2. The petitioner says that he is a citizen of India, a political worker and the Secretary of the West Bengal Committee of the Communist Party of India. On October 29, 1984, the Government of West Bengal made the following order against the petitioner:
Whereas the Governor is satisfied that with a view to preventing Sri Promode Das Gupta, son of Sri Motilal Das Gupta of 164, Lower Circular Road, and 23, Alimuddin Street, Calcutta, from acting in any manner prejudicial to the defence of India and the maintenance of public order, it is necessary to make an order directing that he be detained;
Now, therefore, the. Governor, in exercise of the power conferred by Rule 30 of the Defence of India Rules, 1982, is pleased hereby to direct that the said person be detained and kept in custody in the Dum Dum Central Jail during the period of such detention.
On the same day, the respondent Deputy Secretary addressed the following letter to the Superintendent, Dum Dum Central Jail:
I am directed by order of the Governor to enclose a copy of this department order No. 5191-HS., dated the 29th October, 1964, issued under Rule 30(1)(h) of the Defence of India Rules, 1962 and to say that the person so directed to be detained shall be treated as a Division I undertrial prisoner under the West Bengal Jail Code.
The petitioner feels aggrieved by his detention at Dum Dum Central Jail and also by the conditions of such detention and has moved this Court for relief.
3. According to the petitioner, the Defence of India Act does not confer any power on the State Government to fix a place of detention for a person detained thereunder, which can only be done by Rules properly framed under the Act. Further, according to the petitioner, the respondent Deputy Secretary arbitrarily determined a place of detention for the petitioner and the respondent No. 2, Superintendent, Dum Dum Central Jail, is illegally keeping him confined in custody in the said jail. Also, according to the petitioner, he is being accorded niggardly treatment in the said custody in respect of conditions of detention, amenities and family allowance. It is contended, on behalf of the petitioner, that the order of detention is unlawful and deserves to be quashed.
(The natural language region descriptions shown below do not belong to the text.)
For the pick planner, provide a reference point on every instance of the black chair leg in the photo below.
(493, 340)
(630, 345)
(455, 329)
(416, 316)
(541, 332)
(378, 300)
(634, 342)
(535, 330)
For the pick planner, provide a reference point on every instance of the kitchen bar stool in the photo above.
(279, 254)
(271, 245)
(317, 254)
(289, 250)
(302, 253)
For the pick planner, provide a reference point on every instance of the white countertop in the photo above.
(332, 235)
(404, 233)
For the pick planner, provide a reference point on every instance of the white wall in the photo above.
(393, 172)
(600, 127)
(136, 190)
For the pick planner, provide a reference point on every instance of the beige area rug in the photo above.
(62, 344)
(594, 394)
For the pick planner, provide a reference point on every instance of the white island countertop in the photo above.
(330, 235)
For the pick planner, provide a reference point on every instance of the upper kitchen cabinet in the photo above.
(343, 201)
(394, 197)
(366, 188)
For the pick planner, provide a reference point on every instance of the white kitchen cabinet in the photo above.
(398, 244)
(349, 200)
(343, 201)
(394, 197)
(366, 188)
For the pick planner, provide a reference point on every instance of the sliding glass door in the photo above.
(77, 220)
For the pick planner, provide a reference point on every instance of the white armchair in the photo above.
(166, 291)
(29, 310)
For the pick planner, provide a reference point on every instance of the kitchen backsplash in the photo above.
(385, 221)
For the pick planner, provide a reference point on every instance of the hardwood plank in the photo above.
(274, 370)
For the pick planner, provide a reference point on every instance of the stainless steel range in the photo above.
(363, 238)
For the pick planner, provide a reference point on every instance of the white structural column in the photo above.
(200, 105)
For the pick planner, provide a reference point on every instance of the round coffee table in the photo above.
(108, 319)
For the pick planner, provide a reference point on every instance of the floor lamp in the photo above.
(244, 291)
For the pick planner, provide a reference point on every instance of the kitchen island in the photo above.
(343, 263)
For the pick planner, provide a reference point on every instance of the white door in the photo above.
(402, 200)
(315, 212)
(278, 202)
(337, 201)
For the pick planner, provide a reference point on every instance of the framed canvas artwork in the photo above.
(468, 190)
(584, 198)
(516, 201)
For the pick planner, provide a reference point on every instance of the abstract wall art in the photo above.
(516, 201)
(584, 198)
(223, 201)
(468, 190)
4. The petitioner made this application from custody and the Superintendent, Dum Dum Central Jail, forwarded the application to the Registrar, Appellate Side, of this Court. The matter was at first placed before a Division Bench taking criminal matters. Since that Bench was not invested with jurisdiction to deal with matters under Article 226 of the Constitution, the application was directed to be placed before the Chief Justice for orders. By an order, dated March 19, 1965, the learned Chief Justice directed that the matter be placed before the Constitution Bench for disposal. At that stage there was no Advocate appearing for the petitioner. Later on, however, Mr. Arun Prokash Chatterjee, Advocate, entered appearance for the petitioner and prayed for leave to amend the prayers in the petition, which were not in order. The prayer was granted, Thereupon, Mr. Chatterjee amended the prayers and asked for a writ of certiorari for the quashing of the order of detention and for a mandate upon the respondents directing them to forbear from enforcing the detention and to withdraw the. detention order dated October, 29, 1964. On the amended prayers this Rule was issued.
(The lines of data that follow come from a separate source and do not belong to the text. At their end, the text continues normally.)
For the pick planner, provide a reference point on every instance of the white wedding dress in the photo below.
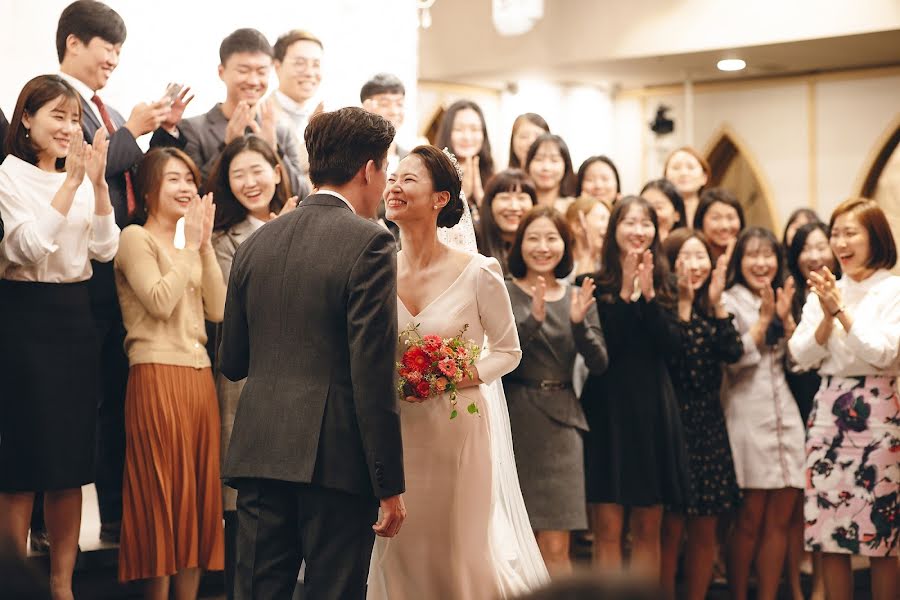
(466, 535)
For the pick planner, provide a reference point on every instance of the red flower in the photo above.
(416, 359)
(423, 389)
(432, 342)
(447, 367)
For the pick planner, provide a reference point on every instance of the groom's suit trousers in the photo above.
(281, 524)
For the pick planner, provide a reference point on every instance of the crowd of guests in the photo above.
(689, 385)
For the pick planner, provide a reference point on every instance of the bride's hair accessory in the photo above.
(453, 162)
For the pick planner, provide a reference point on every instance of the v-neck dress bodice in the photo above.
(443, 549)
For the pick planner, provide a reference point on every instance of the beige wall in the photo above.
(812, 139)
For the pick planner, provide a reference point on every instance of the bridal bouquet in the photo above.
(432, 365)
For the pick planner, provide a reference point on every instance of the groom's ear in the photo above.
(442, 199)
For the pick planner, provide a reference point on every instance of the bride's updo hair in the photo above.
(445, 179)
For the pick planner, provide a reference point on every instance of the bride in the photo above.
(466, 535)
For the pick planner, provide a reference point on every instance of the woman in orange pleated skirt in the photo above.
(172, 498)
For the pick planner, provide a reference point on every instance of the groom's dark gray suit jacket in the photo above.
(311, 322)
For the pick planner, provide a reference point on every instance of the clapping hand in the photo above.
(645, 276)
(95, 158)
(824, 285)
(290, 205)
(75, 159)
(539, 300)
(176, 110)
(582, 300)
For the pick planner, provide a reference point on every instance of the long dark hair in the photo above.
(229, 210)
(36, 93)
(811, 217)
(534, 119)
(672, 246)
(490, 241)
(485, 159)
(567, 183)
(609, 279)
(735, 274)
(793, 264)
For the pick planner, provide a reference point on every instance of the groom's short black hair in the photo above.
(340, 143)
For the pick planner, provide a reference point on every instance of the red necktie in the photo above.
(104, 114)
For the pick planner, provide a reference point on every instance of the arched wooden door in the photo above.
(734, 169)
(882, 178)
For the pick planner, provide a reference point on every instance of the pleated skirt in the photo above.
(172, 496)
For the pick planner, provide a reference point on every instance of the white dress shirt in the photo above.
(41, 244)
(86, 92)
(871, 347)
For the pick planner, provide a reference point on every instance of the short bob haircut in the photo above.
(36, 93)
(712, 196)
(882, 249)
(485, 158)
(667, 188)
(87, 19)
(229, 210)
(703, 163)
(567, 183)
(382, 83)
(735, 274)
(341, 142)
(149, 178)
(491, 240)
(533, 118)
(243, 40)
(672, 246)
(582, 172)
(444, 178)
(517, 266)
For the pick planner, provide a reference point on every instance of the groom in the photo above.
(311, 322)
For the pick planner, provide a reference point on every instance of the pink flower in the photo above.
(432, 342)
(448, 367)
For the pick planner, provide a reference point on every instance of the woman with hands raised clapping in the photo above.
(708, 341)
(634, 452)
(555, 322)
(58, 217)
(763, 420)
(172, 518)
(850, 332)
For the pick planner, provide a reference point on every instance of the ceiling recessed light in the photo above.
(731, 64)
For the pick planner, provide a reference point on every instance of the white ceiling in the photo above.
(462, 46)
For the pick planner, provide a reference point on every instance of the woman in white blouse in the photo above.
(763, 421)
(850, 332)
(56, 220)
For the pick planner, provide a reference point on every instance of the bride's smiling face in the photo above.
(410, 194)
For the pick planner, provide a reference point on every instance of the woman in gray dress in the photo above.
(555, 322)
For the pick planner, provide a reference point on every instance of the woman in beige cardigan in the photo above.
(172, 514)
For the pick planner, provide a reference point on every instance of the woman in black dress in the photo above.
(635, 459)
(709, 340)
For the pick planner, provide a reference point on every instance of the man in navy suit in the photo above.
(89, 39)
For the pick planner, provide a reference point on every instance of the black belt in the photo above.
(540, 384)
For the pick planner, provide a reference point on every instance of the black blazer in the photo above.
(311, 322)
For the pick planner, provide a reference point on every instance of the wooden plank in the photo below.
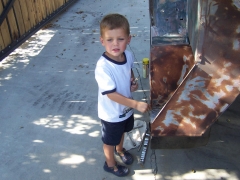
(48, 7)
(38, 15)
(6, 38)
(41, 10)
(1, 41)
(25, 15)
(1, 36)
(61, 2)
(12, 22)
(31, 12)
(42, 7)
(19, 17)
(52, 6)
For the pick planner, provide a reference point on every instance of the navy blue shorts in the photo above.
(112, 132)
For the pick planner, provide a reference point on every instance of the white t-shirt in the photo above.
(113, 76)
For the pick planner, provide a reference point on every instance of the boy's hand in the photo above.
(142, 107)
(134, 85)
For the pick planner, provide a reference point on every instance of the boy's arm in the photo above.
(138, 105)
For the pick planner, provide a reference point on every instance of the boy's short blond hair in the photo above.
(114, 21)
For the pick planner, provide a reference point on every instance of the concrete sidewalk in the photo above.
(49, 127)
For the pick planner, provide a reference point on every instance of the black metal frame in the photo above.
(15, 44)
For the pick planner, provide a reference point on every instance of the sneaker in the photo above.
(127, 158)
(121, 170)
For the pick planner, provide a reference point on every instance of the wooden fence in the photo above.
(19, 19)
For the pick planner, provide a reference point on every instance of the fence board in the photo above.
(24, 10)
(31, 12)
(6, 39)
(19, 17)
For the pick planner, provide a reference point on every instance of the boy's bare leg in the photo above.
(109, 154)
(120, 146)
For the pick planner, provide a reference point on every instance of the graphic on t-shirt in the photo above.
(125, 111)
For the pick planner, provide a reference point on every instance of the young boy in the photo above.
(115, 80)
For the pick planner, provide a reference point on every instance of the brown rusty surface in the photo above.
(168, 66)
(213, 84)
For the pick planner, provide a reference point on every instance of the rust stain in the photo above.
(169, 66)
(210, 87)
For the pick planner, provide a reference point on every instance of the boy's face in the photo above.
(115, 42)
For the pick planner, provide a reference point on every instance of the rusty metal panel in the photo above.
(169, 65)
(214, 83)
(168, 21)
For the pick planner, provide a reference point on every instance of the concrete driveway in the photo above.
(49, 127)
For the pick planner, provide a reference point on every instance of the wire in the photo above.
(153, 158)
(139, 76)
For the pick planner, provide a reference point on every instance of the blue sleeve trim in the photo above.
(108, 92)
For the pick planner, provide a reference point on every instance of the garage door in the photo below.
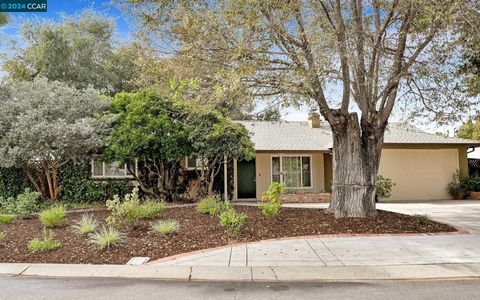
(419, 174)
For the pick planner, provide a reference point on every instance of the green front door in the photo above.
(246, 179)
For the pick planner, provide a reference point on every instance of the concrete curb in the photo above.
(247, 274)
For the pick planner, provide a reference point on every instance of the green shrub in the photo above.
(47, 243)
(53, 217)
(458, 186)
(24, 206)
(420, 220)
(107, 237)
(87, 224)
(231, 220)
(384, 187)
(164, 227)
(210, 205)
(271, 205)
(5, 219)
(126, 212)
(150, 209)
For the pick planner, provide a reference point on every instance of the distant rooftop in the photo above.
(300, 136)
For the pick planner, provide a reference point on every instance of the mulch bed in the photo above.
(197, 232)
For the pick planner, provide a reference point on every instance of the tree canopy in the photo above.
(77, 50)
(160, 131)
(44, 125)
(470, 130)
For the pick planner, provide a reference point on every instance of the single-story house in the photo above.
(299, 155)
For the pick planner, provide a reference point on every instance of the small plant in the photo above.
(165, 227)
(87, 224)
(53, 217)
(24, 206)
(270, 205)
(47, 243)
(130, 211)
(5, 219)
(210, 205)
(420, 220)
(231, 220)
(149, 209)
(458, 187)
(384, 187)
(107, 237)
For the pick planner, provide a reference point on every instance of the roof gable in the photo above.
(299, 136)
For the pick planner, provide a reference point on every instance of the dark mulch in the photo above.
(197, 232)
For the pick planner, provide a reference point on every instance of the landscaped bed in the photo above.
(197, 231)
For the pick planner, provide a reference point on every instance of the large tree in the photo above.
(367, 50)
(3, 19)
(44, 125)
(78, 50)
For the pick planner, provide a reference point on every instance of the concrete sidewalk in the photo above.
(256, 274)
(341, 251)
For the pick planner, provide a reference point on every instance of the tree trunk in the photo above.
(356, 157)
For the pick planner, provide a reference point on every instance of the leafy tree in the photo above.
(3, 19)
(378, 53)
(45, 125)
(150, 128)
(470, 130)
(78, 51)
(215, 137)
(470, 66)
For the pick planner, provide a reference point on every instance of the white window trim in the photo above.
(187, 167)
(301, 173)
(126, 176)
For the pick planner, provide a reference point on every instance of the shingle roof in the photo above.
(299, 136)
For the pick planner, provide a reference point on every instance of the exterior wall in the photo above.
(420, 174)
(263, 171)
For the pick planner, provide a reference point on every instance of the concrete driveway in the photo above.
(461, 214)
(458, 213)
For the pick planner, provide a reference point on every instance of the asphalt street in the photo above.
(49, 288)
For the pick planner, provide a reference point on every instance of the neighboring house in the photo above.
(298, 154)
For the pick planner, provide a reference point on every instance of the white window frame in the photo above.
(198, 164)
(301, 173)
(103, 176)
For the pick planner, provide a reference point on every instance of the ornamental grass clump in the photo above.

5. Mr. Arun Prokash Chatterjee raised four contentions in support of this Rule. He contended, in the first place, that under Clause (15) of Section 3(1) of the Defence of India Act, it was open to the Central Government, by notification in the Official Gazette, to make Rules, notwithstanding anything in any other law for the time being in force, for-
the apprehension and detention in custody of any person whom the authority empowered by the rules to apprehend or detain (the authority empowered to detain not being lower in rank than that of a District Magistrate) suspects, on grounds appearing to that authority to be reasonable, of being of hostile origin or of having acted, acting, being, about to act or being likely to act in a manner prejudicial to the defence of India and civil defence, the security of the State, the public safety or interest, the maintenance of public order, India's relations with foreign States, the maintenance of peaceful conditions in any part or area of India or the efficient conduct of military operations, or with respect to whom that authority is satisfied that his apprehension and detention are necessary for the purpose of preventing him from acting in any such prejudicial manner.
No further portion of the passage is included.